Alongside projects there are challenges. A challenge is a time-boxed bounty, scored on a finished output the client signs off on, so the backtracking penalty does not apply. Several people can take the same challenge, and you can crown one winner or several. We call them side quests. Anyone can pick one up, even outside their own project, and with agentic delivery this fast, a spare hour is enough to take one on, where the same work used to mean weeks of setup.

## §06 The velocity harness

Every agent boots with a velocity harness. It is a riff on the well-built harness from earlier in the series, the same foundational skills, but tailored and wired so the agent knows how to play. The skills are organized around the eight stages, one per step, from a requirements skill that writes the requirements document to a deployment skill that writes the release notes and the runbook and ships the migrations, with mechanical gates in between so a step will not advance until the work clears its checks. And every time the agent boots, it pulls the game engine's OpenAPI specification straight from the engine, so it always knows the current rules and exactly what it is allowed to do. The rules can change underneath it without anyone redeploying a thing.

## §07 The velocity listener and multi-agent orchestration

Then there is the velocity listener, a script that runs in Nexus and lets an agent be triggered by a move on the board.

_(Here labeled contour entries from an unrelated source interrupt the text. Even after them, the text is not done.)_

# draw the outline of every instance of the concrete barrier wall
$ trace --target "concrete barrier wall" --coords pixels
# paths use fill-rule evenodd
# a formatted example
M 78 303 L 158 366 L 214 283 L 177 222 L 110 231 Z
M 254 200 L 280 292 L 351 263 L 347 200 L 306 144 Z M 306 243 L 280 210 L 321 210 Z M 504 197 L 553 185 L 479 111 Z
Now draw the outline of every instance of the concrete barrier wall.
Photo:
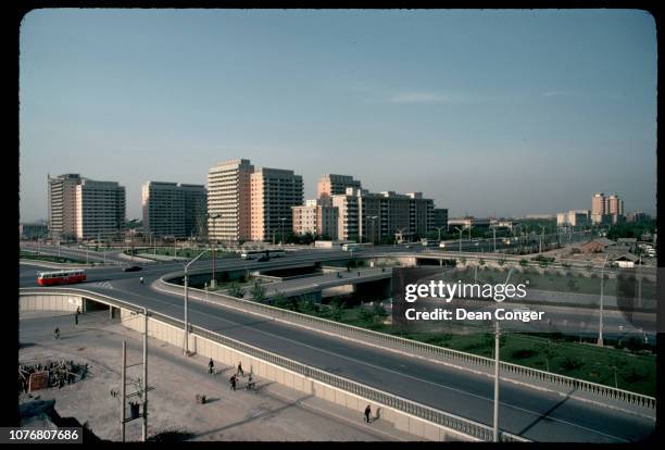
M 83 307 L 84 299 L 76 296 L 21 296 L 20 311 L 76 311 Z M 81 309 L 83 310 L 83 309 Z M 142 314 L 131 314 L 130 311 L 121 309 L 121 320 L 125 327 L 143 333 L 146 318 Z M 183 347 L 184 332 L 181 328 L 165 324 L 161 321 L 148 320 L 148 336 L 176 347 Z M 275 382 L 283 386 L 296 389 L 309 396 L 314 396 L 332 403 L 342 405 L 357 412 L 357 420 L 363 421 L 363 412 L 367 404 L 372 405 L 374 414 L 378 412 L 380 418 L 394 425 L 397 429 L 410 433 L 417 438 L 435 441 L 451 440 L 476 440 L 467 435 L 461 434 L 441 425 L 424 421 L 405 412 L 394 410 L 374 401 L 367 400 L 351 392 L 327 385 L 323 382 L 305 377 L 278 365 L 268 363 L 247 353 L 237 351 L 222 343 L 199 337 L 195 334 L 189 336 L 189 350 L 225 365 L 237 367 L 238 363 L 247 373 Z
M 123 310 L 121 317 L 123 318 L 123 325 L 126 327 L 139 333 L 143 332 L 145 318 L 142 315 L 131 316 L 128 311 Z M 176 347 L 181 347 L 183 334 L 183 329 L 180 328 L 149 318 L 148 335 L 150 337 L 163 340 Z M 261 378 L 349 408 L 357 412 L 359 421 L 363 420 L 365 407 L 371 404 L 372 411 L 374 413 L 378 411 L 380 418 L 392 423 L 397 429 L 411 433 L 421 439 L 435 441 L 474 440 L 452 429 L 424 421 L 402 411 L 377 404 L 374 401 L 346 392 L 339 388 L 326 385 L 325 383 L 308 378 L 301 374 L 256 359 L 218 342 L 199 337 L 195 334 L 190 334 L 189 350 L 202 357 L 212 358 L 214 361 L 231 367 L 237 367 L 238 363 L 241 363 L 246 373 L 251 372 Z
M 18 311 L 83 311 L 83 299 L 76 296 L 21 296 Z

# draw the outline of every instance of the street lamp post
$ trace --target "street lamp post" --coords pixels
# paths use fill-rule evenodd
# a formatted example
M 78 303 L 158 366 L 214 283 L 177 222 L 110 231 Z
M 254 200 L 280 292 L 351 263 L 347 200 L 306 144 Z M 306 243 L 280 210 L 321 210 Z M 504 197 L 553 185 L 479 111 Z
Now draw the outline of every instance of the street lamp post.
M 441 242 L 441 229 L 446 228 L 444 226 L 437 226 L 435 227 L 436 230 L 439 232 L 439 242 Z
M 187 311 L 189 307 L 189 296 L 188 296 L 188 286 L 189 286 L 189 274 L 187 273 L 189 266 L 193 264 L 199 258 L 201 258 L 205 252 L 210 251 L 210 249 L 203 250 L 201 253 L 197 255 L 193 260 L 185 264 L 185 342 L 183 345 L 183 354 L 186 357 L 189 355 L 189 321 L 187 320 Z
M 215 221 L 217 218 L 222 217 L 222 214 L 218 214 L 218 213 L 217 214 L 208 214 L 208 216 L 213 221 L 213 230 L 214 230 L 214 233 L 216 233 L 217 232 L 217 227 L 216 227 L 216 222 Z M 209 233 L 209 236 L 208 236 L 208 240 L 210 241 L 210 233 Z M 212 273 L 212 279 L 210 280 L 210 287 L 211 288 L 217 286 L 217 280 L 215 279 L 215 270 L 217 268 L 216 267 L 217 260 L 215 258 L 215 243 L 216 242 L 213 242 L 213 245 L 212 245 L 213 273 Z M 203 252 L 203 253 L 205 253 L 205 252 Z M 203 253 L 201 253 L 201 254 L 203 254 Z
M 462 253 L 462 229 L 456 226 L 454 228 L 460 232 L 460 253 Z
M 600 323 L 598 326 L 598 346 L 603 347 L 603 285 L 605 284 L 605 264 L 607 263 L 607 257 L 610 253 L 605 254 L 605 261 L 603 261 L 603 266 L 601 267 L 601 301 L 600 301 Z

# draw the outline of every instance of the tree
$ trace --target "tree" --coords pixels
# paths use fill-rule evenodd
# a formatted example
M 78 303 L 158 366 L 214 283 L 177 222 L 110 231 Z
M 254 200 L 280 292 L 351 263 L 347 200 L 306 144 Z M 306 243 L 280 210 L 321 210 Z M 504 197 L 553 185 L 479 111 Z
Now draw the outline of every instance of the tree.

It holds an open server-sent-events connection to the game engine, filtered to the projects it cares about, and picks back up cleanly if the connection drops. A human updates a status or hands work across, the listener sees it, wakes the right agent in its own working directory with a session that remembers, and hands it the state of the board and whatever the human said. One agent runs per project at a time, with a cap on how many run at once, and the rest queue and drain as slots open.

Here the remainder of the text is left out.